In previous posts (like this one - click here), I've mentioned the idea of actively reading and marking favorite passages in books, and I felt like it was time to address the topic again.
As writers, we love to read, and sometimes we should do it solely for the pleasure of reading, however, if we want to improve our own writing, it's a worthwhile effort to read with the purpose of learning.
I recently finished reading THE DARKEST EVENING OF THE YEAR by Dean Koontz. (To read my short review, CLICK HERE.)

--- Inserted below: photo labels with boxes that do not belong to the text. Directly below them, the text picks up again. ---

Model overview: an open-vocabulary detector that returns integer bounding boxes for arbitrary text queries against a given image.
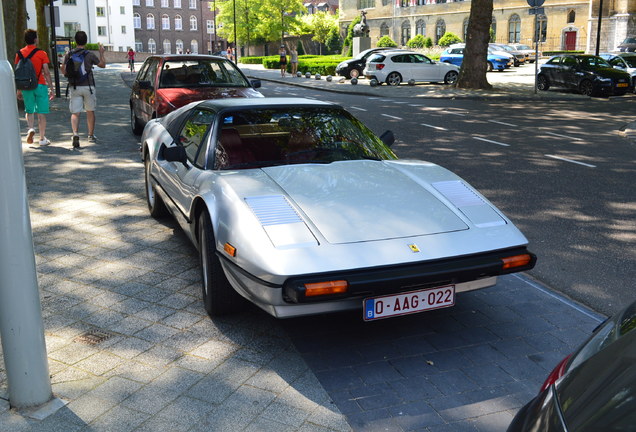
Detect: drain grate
[73,330,112,345]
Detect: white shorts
[68,86,97,114]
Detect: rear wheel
[197,210,243,317]
[537,75,550,91]
[144,155,168,219]
[386,72,402,85]
[130,107,144,135]
[579,80,594,96]
[444,71,459,84]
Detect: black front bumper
[283,247,537,303]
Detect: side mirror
[159,144,188,168]
[380,131,395,147]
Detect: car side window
[178,109,214,168]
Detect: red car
[130,54,263,135]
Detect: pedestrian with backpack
[14,29,55,146]
[60,30,106,148]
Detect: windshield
[214,106,397,169]
[159,59,249,88]
[579,56,611,69]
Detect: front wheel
[444,71,459,84]
[579,80,594,96]
[386,72,402,86]
[197,210,243,317]
[144,155,168,219]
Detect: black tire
[537,75,550,91]
[144,155,168,219]
[130,107,144,135]
[444,71,459,84]
[386,72,402,86]
[197,210,244,317]
[579,80,594,96]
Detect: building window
[415,20,426,36]
[534,15,548,42]
[508,14,521,43]
[435,19,446,45]
[380,23,389,37]
[146,14,155,30]
[400,21,411,45]
[463,18,468,42]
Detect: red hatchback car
[130,54,263,135]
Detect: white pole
[0,3,53,408]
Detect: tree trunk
[2,0,26,59]
[456,0,493,89]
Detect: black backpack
[14,48,41,90]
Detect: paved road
[0,67,603,432]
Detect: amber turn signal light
[305,280,349,297]
[223,243,236,257]
[501,254,532,270]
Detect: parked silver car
[141,98,536,320]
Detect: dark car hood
[157,87,263,108]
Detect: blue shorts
[22,84,49,114]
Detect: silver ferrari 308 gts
[141,98,536,320]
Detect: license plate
[364,285,455,321]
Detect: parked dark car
[336,47,395,79]
[537,54,632,96]
[618,37,636,52]
[508,302,636,432]
[130,54,263,135]
[600,53,636,92]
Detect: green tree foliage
[378,36,397,48]
[437,32,462,47]
[406,35,433,48]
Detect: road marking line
[546,132,583,141]
[545,155,596,168]
[488,120,517,127]
[422,123,448,130]
[382,114,404,120]
[473,137,510,147]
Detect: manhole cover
[73,330,112,345]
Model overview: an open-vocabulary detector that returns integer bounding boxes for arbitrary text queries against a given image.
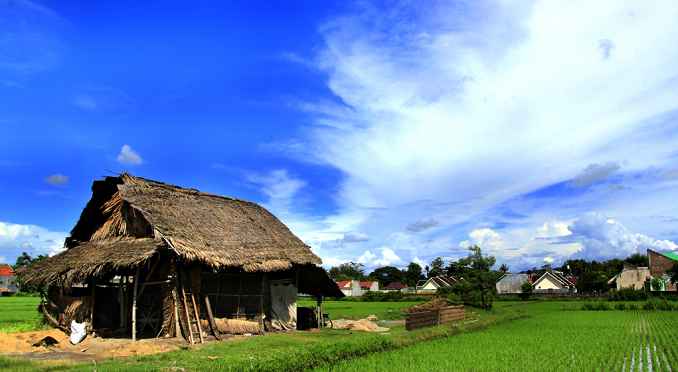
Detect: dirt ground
[0,329,186,360]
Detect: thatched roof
[22,174,321,283]
[25,238,162,285]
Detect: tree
[367,266,404,287]
[405,262,424,287]
[453,245,499,310]
[329,262,365,280]
[666,263,678,284]
[624,253,650,267]
[14,252,47,292]
[427,257,445,278]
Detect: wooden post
[179,274,195,344]
[191,292,205,344]
[118,275,125,328]
[259,274,266,334]
[89,279,97,332]
[172,288,181,337]
[235,273,243,319]
[205,295,219,340]
[132,267,140,341]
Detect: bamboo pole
[89,280,97,332]
[205,295,220,340]
[191,292,205,344]
[132,267,140,341]
[179,274,195,344]
[118,275,125,328]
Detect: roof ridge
[118,172,261,208]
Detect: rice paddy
[321,303,678,371]
[0,297,678,371]
[0,297,44,333]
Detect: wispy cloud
[286,1,678,268]
[0,221,68,261]
[45,173,68,186]
[117,145,143,165]
[572,162,620,187]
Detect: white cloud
[566,213,678,259]
[286,1,678,268]
[117,145,143,165]
[73,94,99,111]
[0,222,68,260]
[356,247,403,268]
[572,162,619,187]
[45,173,68,186]
[405,218,440,233]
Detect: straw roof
[26,173,321,283]
[25,238,161,285]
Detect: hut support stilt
[132,267,140,341]
[204,295,219,340]
[89,280,97,332]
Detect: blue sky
[0,0,678,269]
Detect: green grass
[320,302,678,371]
[299,300,421,320]
[0,301,524,371]
[0,297,44,333]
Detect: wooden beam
[204,295,220,340]
[179,272,195,344]
[38,302,71,334]
[139,256,160,296]
[89,279,97,332]
[118,276,125,328]
[191,292,205,344]
[132,266,141,341]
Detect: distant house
[532,270,577,293]
[0,264,19,296]
[607,265,651,290]
[383,282,407,291]
[337,280,379,297]
[417,275,457,293]
[647,249,678,291]
[496,273,530,294]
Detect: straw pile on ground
[332,319,389,332]
[200,318,261,335]
[405,297,453,313]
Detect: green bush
[643,301,656,311]
[607,288,647,301]
[581,301,612,311]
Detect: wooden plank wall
[405,305,464,331]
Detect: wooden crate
[405,305,464,331]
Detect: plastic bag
[69,320,87,345]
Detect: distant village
[329,249,678,297]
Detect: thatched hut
[22,174,342,342]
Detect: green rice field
[319,302,678,371]
[0,297,44,333]
[0,297,678,371]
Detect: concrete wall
[617,267,650,289]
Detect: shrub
[607,288,647,301]
[594,301,611,311]
[614,302,626,310]
[643,301,655,311]
[361,291,403,302]
[520,282,533,300]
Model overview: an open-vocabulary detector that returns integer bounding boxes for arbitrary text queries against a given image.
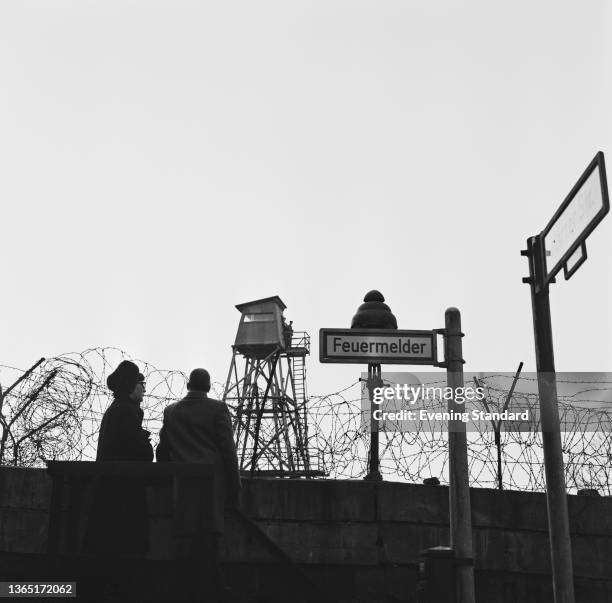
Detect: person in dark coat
[156,369,240,534]
[84,360,153,557]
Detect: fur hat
[187,369,210,392]
[106,360,144,394]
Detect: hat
[187,369,210,392]
[106,360,144,394]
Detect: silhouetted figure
[84,360,153,557]
[156,369,240,533]
[156,369,240,600]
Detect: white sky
[0,0,612,393]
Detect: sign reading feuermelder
[319,329,437,365]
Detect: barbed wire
[0,347,612,495]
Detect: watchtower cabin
[234,295,287,358]
[223,295,321,477]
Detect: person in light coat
[156,368,240,534]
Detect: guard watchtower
[223,295,321,477]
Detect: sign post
[319,292,475,603]
[444,308,475,603]
[521,152,610,603]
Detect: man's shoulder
[164,402,178,417]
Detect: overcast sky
[0,0,612,394]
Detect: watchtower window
[244,312,274,322]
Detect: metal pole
[444,308,475,603]
[524,236,574,603]
[364,363,382,481]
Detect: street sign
[540,151,610,285]
[319,329,438,366]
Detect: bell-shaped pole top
[351,289,397,329]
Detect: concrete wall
[0,468,612,603]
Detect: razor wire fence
[0,348,612,496]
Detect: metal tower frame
[223,332,323,477]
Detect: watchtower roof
[236,295,287,312]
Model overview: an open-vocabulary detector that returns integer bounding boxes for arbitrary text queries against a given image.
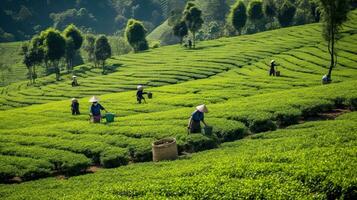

I keep skinny Post-it Note tabs where I usually read, so that I can quickly mark a sentence that moves me. I put the clear adhesive part of the tab right over the sentence and leave the colored end sticking off the edge of the page, that way I don't have to search the whole page for the sentence I enjoyed.
Here are some sentences from this book by Koontz:
"Matching plump sheepskin-covered dog beds mushroomed in two corners of the bedroom" (page 81).
"Exhaustion whetted his imagination even as it dulled his mind" (page 137).
"In that small refuge, brightened by one flashlight, the ceiling and the walls transmitted vibrations from the punished earth above, and dust sifted down, and the hordes of Hell howled at the door and tested the bolts that held it" (page 207).
"Although the chimes usually appealed, something in their jangle disturbed her. In her years here, this was the first wind that was not a good musician" (page 394).
When you've finished reading a book, add the marked passages to a file on your computer, or hand write them in a notebook reserved just for great lines. Then when you're feeling blocked or frustrated or lacking with your own writing, read through your favorite passages and find inspiration.
Do you have a favorite line from a book you're currently reading or that you've read in the past?